Sevgili okurlar bir önceki yazımda tarım ve hayvancılıkla ilgili yazacaklarım var demiştim. Birçoğumuzun bildiği gibi yanlış hatırlamıyorsam 2014 yılında seçimlerin ardından bütün şehir yasasıyla birlikte 30 büyük şehirdeki 16 bin civarı köy tüzel kişilikleri kaldırılarak mahalleye dönüştürüldü. Beldeler kapatıldı. Zaten can çekişen köylü bu yasayla birlikte hayvanlarına ahır yapamaz, tarım yapamaz önceden köy olan sonra mahalleye dönüştürülen yaşadıkları bölgede artık yaşayamaz duruma geldi. Birçok insan arazisini, traktörünü satarak ilçe merkezlerine yerleşti. Fabrikalarda işe girdi. Bazıları sattıkları arazilerde çalışır duruma bile geldi.
Mahallede tarım mı olur, mahallede hayvan mı bakılır? İstanbul’un en lüks semtinde su fiyatı neyse köylüden de bu para istendi. İstanbul’un en lüks semtinde bina yapmak için alınan imar harcı neyse, emlak vergisi neyse daha düne kadar köylü olan ama bir günde mahalleye dönüştürülen köylüden de neredeyse aynı ücretler talep edildi. Tabi gönül almak için bilmem kaç yıl ödemeyin dediler ama sonra çatır çatır aldılar o paraları. Bir anda mağdur edilen köylü için siyasiler de boş durmadı. Daha düne kadar öyle veya böyle ayakta durmaya çalışan köylüye yok su fiyatını o yükseltti biz düşüreceğiz, yok sizin mahallenizde hayvancılığı tarımı canlandıracağız söylemleriyle evinin yanına kümes yapmasına bile izin verilmeyen köylüyü adeta yediler bitirdiler.

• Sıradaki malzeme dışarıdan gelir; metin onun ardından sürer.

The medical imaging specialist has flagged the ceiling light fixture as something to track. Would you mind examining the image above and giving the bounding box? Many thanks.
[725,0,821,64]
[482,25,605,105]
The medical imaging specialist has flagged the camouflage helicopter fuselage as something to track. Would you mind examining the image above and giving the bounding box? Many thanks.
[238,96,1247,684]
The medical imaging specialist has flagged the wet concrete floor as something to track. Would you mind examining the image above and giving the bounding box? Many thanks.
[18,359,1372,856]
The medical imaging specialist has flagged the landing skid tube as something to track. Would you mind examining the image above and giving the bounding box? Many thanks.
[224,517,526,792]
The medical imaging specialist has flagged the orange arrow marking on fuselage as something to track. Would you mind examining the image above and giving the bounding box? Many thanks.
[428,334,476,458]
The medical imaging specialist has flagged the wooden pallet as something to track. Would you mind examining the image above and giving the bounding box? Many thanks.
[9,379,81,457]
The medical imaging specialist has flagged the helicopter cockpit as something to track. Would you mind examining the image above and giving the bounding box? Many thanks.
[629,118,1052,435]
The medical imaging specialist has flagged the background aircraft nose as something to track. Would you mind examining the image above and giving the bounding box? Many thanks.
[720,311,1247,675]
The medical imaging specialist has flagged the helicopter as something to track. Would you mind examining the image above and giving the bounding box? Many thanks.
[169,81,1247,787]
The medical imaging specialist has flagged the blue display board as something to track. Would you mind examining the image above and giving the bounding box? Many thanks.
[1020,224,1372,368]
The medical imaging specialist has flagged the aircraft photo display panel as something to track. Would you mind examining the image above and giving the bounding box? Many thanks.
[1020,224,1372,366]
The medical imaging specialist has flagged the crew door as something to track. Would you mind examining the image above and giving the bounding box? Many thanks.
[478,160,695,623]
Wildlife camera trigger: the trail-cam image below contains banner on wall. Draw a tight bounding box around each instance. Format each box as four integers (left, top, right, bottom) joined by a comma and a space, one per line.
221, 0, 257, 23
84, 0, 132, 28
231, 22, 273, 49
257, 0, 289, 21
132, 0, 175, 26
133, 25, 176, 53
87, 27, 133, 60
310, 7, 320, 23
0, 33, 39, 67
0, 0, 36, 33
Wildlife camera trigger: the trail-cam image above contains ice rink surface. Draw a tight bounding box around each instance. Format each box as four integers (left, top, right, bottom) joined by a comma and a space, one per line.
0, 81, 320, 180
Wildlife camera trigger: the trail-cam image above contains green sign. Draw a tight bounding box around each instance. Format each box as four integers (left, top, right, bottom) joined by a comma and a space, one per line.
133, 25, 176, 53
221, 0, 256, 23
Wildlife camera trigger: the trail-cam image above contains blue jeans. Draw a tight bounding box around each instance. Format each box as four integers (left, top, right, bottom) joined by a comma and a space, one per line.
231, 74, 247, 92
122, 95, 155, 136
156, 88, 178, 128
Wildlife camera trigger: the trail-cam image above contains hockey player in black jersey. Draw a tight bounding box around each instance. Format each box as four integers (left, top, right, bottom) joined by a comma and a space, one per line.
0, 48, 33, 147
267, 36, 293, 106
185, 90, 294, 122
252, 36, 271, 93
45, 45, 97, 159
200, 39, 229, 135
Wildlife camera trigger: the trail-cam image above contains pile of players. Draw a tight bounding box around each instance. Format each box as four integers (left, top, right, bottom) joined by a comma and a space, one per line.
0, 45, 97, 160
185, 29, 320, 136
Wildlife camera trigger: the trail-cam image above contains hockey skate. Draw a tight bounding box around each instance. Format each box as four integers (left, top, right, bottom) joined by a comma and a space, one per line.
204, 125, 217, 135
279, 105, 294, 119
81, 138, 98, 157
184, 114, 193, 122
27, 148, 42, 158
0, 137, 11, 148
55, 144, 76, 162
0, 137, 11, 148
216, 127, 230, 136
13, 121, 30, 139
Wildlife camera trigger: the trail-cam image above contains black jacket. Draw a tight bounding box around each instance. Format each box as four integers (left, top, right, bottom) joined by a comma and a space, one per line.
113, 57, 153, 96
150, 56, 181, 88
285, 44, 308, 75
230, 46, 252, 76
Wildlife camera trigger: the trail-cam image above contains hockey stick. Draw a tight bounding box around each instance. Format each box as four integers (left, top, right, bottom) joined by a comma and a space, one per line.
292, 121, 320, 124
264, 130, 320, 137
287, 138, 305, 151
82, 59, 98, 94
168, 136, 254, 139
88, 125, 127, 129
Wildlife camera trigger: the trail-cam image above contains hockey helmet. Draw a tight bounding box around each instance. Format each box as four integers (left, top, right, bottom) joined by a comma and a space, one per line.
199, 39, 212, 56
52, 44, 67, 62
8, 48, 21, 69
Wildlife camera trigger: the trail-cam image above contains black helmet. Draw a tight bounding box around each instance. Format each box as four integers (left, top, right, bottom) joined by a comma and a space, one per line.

Ayakta daha fazla duramayan milletin efendisi vazgeçti evini barkını, tarlasını parası olanlara sattı. Şimdi tarım diyorlar, hayvancılık diyorlar. Evini barkını terk eden köylünün gönlünü almak ya da satılan arazileri satın alanlara güzellik yapmak için ‘Kırsal Mahalle Kanunu’ dedikleri bir yasayla tarımı hayvancılığı tekrar canlandırmak istiyorlar. Hatta biz evet dedik onlar hayır dedi söylemleriyle yine köylü üzerinden siyaset yapılıyor.
Peki ben merak ediyorum bu köylerin tüzel kişiliği kaldırılırken, kaçınız hayır yapmayın dediniz. Kaçınız hayır bu köyler mahalle olursa tarım biter hayvancılık biter diye bu yasaya hayır dediniz? Dün köylünün elinden aldığınız hakların bir kısmını bu gün köylüye gıdım gıdım vererek kendinizi affettirmeye çalışmayın. İktidarı muhalefeti bal gibi hepiniz hata yaptınız. Şimdi aç kaldığınızda yaptığınız o yolları, o köprüleri, o binaları öğütüp yersiniz. Sevgili okurlar, bu yeni yasayla köylü; kırsal mahallede yaşayan olacak su fiyatları düşecek, imar harçları alınmayacak gibi birçok ayrıntı var. Peki elektrik faturaları ne olacak, doğalgaz faturaları ne olacak, traktörüne aldığı mazot ne olacak, gübre fiyatı ne olacak, sütün fiyatı ne olacak. Bu dediklerimi de yapın millet nasıl köylere akın ediyor.
Sevgili okurlar birçoğumuzun babası, annesi bilemedin dedesi köylüdür. Ama ziraat ama tarım ama hayvancılık yapmıştır. Bizleri toprağı işleyerek kazandığı ile yetiştirmiş bu günlere gelmemizi sağlamışlardır. Anlayacağınız ne varsa toprakta var. Bir ülkenin kalkınmasının tek yolu tarımdır, hayvancılıktır. Öncelikle üretim olacak, hammadde olacak ki sanayileşme olsun. Başka ülkelerden ithal edilen hammaddeyi işleyerek sanayileşme olmaz, olsa da gördüğümüz gibi ülkenin kalkınmasında hiçbir rolü olmaz. Köylü milletin efendisidir sözü neden söylenmiş olabilir? Tüketicinin önüne sunulan her ürünün üreticisi, yetiştiricisi köydür de ondan. Yani adını mahalle, kırsal ne yaparsanız yapın buradaki üreticiyi desteklemez, desteklemeyi de bıraktım yüklediğiniz maliyetlerle, çıkarılan gereksiz yasalarla köstek olmazsanız milletin efendisi üretmeye devam edecektir. Aksi takdirde milletin efendisi köylü değil, ithal ürünleri aldığınız ülkeler olacaktır.